The flyer suggested we try some cask ale for £1 on the 15th of April, technically two days after Cask Ale Week is over. Presumably we don’t have to wear a hat and gloves to partake of our cheeky half, just a pair of XX chromosomes.
And what a lovely pair of XX chromosomes they are, dahlin’. Phwoar!
Haha! They’re real!
You’re right that the word ‘lady’ does not have the associations in England that it has in America, but in certain circumstances it can be seen as patronising, especially in the phrase ‘little ladies’. On balance, it’s probably best left for small children. In pubs, I’ve known the phrase ‘lady’s glass’ to raise some women’s hackles.
Rednev, I’m relieved to hear this– that it’s also patronizing here. When I first started working here people in the office called me the “new lady” and I don’t think they meant it badly but it was really strange to hear it!
Is a “lady’s glass” a half pint?
…and it’s ladies night tonight at the Palace Hotel Ballroom. 😀
It gives new meaning to Cheez ploughmans.
Ah- yes…”hello bitches” say thee, followers of Chas. Bukowski.
Indeed, there are so many options. Ah, the grand panoply of misogyny!
I don’t know whether it’s just a Northern thing, but in many pubs, if you order a half with a pint, you may be asked, “Is it for a lady?” If yes, they will produce a lady’s glass, which is usually a shapely half-pint glass with a stem.

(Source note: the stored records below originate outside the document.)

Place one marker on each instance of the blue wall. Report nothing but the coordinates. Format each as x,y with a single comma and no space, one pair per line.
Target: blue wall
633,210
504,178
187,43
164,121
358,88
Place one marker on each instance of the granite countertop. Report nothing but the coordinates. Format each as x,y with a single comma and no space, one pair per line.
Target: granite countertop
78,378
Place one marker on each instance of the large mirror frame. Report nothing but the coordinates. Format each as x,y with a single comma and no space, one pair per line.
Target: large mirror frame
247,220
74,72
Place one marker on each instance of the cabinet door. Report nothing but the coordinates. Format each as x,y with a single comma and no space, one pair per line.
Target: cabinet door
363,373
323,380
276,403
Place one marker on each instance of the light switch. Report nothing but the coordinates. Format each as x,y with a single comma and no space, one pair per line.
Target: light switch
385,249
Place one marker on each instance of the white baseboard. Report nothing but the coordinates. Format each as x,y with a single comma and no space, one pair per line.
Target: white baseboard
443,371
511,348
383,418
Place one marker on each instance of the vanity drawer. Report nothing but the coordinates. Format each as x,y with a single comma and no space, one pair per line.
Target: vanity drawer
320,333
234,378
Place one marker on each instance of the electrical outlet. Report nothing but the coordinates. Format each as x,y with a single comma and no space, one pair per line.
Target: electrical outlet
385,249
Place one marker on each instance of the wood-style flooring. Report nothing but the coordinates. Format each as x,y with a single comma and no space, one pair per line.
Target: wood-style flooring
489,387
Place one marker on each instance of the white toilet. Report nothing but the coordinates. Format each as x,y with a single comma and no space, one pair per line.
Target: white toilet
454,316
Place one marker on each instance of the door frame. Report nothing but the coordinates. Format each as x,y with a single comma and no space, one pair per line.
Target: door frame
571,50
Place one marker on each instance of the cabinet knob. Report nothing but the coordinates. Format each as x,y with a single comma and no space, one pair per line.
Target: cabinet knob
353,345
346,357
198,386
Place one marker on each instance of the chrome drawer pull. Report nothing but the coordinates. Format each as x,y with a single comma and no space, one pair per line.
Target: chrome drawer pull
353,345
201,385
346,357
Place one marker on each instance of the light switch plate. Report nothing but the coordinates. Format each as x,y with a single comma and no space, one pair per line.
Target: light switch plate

In the context of your workplace, I’m sure it was meant as a courtesy, as – believe it or not – even the term woman can sometimes be seen as being faintly discourteous, although that is very old-fashioned now. It’s a minefield, isn’t it?
Hi Rednev–
Wow–the whole “ladies’ glass-with-a-stem” thing is something beer marketers are proposing for women. I guess in the North they are already hip to that.
I realized that “woman” is a vaguely insulting term when I asked at the office why they didn’t just call women, women? They looked at me like I was crazy. It seems so old fashioned, as you say.
I have to tell you that I don’t approve of those yuppies on their flyer. Pub ads should always show guys with big mustaches sitting in wasted clothes on wooden stools and chairs with a few bawdy ladies in the corner with a crowd admiring the 3 inches of bare skin peeking through 87 layers of dress fabric. Seriously, modern life is a redundancy.
So, you’ve been to my local? har har.
I think the flyer would be much improved by some non-ironic mustaches and more lady-bawd.
“and a crowd”…too many with’s!
The two withs make it all sound kind of breathless and obsessive. Always a good stylistic approach.